His work has been quoted or mentioned in The New York Times, The Wall Street Journal, Los Angeles Times, The Washington Post, NBC News, Time, The New Yorker, HuffPost USA Today, Business Insider, Yahoo, AOL, MarketWatch, The Atlantic, Bloomberg, New York Post, Chicago Tribune, Forbes, The Guardian and many other major publications. McIntyre has been a guest on CNBC, the BBC and television and radio stations across the country.
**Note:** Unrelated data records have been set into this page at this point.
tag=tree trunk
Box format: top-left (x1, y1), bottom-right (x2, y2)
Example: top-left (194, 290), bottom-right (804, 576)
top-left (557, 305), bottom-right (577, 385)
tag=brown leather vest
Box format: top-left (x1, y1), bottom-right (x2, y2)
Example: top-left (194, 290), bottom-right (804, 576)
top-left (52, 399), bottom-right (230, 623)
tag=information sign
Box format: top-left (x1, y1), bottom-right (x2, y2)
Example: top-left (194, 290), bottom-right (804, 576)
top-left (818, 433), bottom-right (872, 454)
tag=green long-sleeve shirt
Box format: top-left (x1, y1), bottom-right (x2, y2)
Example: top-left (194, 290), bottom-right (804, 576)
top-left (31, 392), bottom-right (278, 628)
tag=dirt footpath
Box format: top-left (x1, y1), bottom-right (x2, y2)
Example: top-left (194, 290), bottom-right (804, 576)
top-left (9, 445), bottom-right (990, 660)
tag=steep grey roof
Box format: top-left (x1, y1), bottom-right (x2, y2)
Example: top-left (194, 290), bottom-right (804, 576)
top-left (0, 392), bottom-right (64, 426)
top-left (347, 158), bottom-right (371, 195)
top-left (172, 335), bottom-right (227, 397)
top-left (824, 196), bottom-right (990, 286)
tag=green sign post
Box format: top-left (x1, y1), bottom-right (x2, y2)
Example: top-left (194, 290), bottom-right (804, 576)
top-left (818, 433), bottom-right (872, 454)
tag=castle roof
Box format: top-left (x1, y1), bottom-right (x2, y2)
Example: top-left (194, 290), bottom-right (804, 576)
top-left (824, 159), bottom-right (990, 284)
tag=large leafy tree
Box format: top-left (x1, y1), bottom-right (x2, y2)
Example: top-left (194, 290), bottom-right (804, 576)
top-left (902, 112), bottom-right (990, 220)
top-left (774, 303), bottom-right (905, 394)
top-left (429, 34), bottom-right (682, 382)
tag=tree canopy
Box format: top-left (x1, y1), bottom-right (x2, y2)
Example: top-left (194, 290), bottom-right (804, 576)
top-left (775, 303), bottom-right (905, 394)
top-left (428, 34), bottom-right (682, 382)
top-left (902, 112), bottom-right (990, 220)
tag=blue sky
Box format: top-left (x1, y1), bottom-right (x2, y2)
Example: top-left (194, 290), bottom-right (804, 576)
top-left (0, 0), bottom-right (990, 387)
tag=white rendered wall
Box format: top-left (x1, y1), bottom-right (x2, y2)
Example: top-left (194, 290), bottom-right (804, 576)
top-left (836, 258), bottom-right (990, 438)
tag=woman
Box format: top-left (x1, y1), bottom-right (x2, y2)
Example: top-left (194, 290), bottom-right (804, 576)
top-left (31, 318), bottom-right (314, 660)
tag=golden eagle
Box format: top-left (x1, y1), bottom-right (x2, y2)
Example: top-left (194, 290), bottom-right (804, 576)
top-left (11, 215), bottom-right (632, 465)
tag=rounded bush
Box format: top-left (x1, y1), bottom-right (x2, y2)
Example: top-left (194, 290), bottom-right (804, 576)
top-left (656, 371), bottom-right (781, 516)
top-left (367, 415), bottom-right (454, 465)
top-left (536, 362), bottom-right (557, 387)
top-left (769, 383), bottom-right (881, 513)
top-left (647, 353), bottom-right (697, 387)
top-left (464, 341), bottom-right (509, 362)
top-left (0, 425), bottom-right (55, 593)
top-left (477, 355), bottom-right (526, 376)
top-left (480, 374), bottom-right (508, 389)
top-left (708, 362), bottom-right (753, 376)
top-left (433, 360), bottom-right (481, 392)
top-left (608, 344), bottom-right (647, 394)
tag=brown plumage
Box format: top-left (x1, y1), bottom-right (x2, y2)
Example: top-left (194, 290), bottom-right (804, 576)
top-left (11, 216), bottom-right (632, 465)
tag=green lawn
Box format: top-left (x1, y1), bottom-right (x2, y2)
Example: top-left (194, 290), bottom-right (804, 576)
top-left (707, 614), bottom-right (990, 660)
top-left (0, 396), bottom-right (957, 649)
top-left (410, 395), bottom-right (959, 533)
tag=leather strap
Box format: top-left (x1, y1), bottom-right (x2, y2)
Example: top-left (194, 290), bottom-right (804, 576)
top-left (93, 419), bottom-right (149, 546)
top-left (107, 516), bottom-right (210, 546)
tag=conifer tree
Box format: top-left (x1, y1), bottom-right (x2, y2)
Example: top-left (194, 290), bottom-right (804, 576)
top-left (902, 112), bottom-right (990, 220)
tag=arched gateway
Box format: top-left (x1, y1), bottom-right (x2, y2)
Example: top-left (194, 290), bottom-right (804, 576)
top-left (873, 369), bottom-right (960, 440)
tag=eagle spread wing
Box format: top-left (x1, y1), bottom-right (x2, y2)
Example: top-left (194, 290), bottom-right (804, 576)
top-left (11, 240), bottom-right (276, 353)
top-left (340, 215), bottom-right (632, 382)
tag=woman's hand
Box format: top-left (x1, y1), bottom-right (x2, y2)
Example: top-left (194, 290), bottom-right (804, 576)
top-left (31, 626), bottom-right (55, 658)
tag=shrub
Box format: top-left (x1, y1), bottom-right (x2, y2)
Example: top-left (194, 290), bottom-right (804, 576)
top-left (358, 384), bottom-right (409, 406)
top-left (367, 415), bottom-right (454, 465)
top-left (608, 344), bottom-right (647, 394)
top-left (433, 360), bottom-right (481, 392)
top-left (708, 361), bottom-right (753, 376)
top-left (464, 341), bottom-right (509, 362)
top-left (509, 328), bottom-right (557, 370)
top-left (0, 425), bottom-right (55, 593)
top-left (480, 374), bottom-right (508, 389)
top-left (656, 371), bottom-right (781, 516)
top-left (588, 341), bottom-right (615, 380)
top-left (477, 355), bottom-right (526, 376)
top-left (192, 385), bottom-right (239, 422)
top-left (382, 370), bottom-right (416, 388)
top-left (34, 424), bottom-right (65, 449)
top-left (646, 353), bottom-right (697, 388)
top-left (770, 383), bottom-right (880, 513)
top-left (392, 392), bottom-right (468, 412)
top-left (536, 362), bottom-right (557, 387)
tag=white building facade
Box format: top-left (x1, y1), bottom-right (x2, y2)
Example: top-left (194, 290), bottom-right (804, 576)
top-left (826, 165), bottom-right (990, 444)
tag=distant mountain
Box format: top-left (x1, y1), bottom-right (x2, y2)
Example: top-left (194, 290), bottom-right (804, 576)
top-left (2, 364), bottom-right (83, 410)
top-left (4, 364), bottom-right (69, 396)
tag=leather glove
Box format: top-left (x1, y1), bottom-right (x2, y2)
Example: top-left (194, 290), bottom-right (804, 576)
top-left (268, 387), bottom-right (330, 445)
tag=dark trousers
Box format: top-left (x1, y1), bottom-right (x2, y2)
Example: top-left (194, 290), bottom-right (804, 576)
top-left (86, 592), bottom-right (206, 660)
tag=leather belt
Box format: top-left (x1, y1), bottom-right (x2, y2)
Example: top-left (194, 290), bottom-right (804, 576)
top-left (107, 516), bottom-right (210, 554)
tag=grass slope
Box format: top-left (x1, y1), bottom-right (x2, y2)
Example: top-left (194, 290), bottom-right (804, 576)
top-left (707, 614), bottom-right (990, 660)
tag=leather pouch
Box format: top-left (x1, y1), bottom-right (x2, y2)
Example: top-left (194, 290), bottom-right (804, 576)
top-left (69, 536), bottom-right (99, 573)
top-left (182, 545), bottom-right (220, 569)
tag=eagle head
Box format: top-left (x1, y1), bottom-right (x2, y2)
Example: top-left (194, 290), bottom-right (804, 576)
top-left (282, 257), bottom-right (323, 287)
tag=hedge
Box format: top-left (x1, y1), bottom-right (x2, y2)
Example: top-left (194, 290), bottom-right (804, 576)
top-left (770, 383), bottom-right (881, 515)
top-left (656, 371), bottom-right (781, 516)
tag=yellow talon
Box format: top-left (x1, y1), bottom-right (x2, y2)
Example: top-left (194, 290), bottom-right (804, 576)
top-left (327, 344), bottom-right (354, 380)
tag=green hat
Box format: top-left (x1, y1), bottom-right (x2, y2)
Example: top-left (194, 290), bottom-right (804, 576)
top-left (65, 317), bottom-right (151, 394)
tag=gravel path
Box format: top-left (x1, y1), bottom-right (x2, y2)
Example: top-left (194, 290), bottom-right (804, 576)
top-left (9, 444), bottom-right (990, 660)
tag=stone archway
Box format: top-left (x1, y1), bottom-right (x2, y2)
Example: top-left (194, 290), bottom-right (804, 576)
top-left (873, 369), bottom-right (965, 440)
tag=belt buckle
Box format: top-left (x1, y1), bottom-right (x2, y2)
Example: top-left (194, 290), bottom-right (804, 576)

A magna cum laude graduate of Harvard College, McIntyre also was president of The Harvard Advocate. Founded in 1866, the Advocate is the oldest college publication in the United States.

TheStreet.com, Comps.com and Edgar Online are some of the public companies for which McIntyre served on the board of directors. He was a Vicinity Corporation board member when the company was sold to Microsoft in 2002. He served on the audit committees of some of these companies.

McIntyre has been the CEO of FutureSource, a provider of trading terminals and news to commodities and futures traders. He was president of Switchboard, the online phone directory company. He served as chairman and CEO of On2 Technologies, the video compression company that provided video compression software for Adobe’s Flash. Google bought On2 in 2009.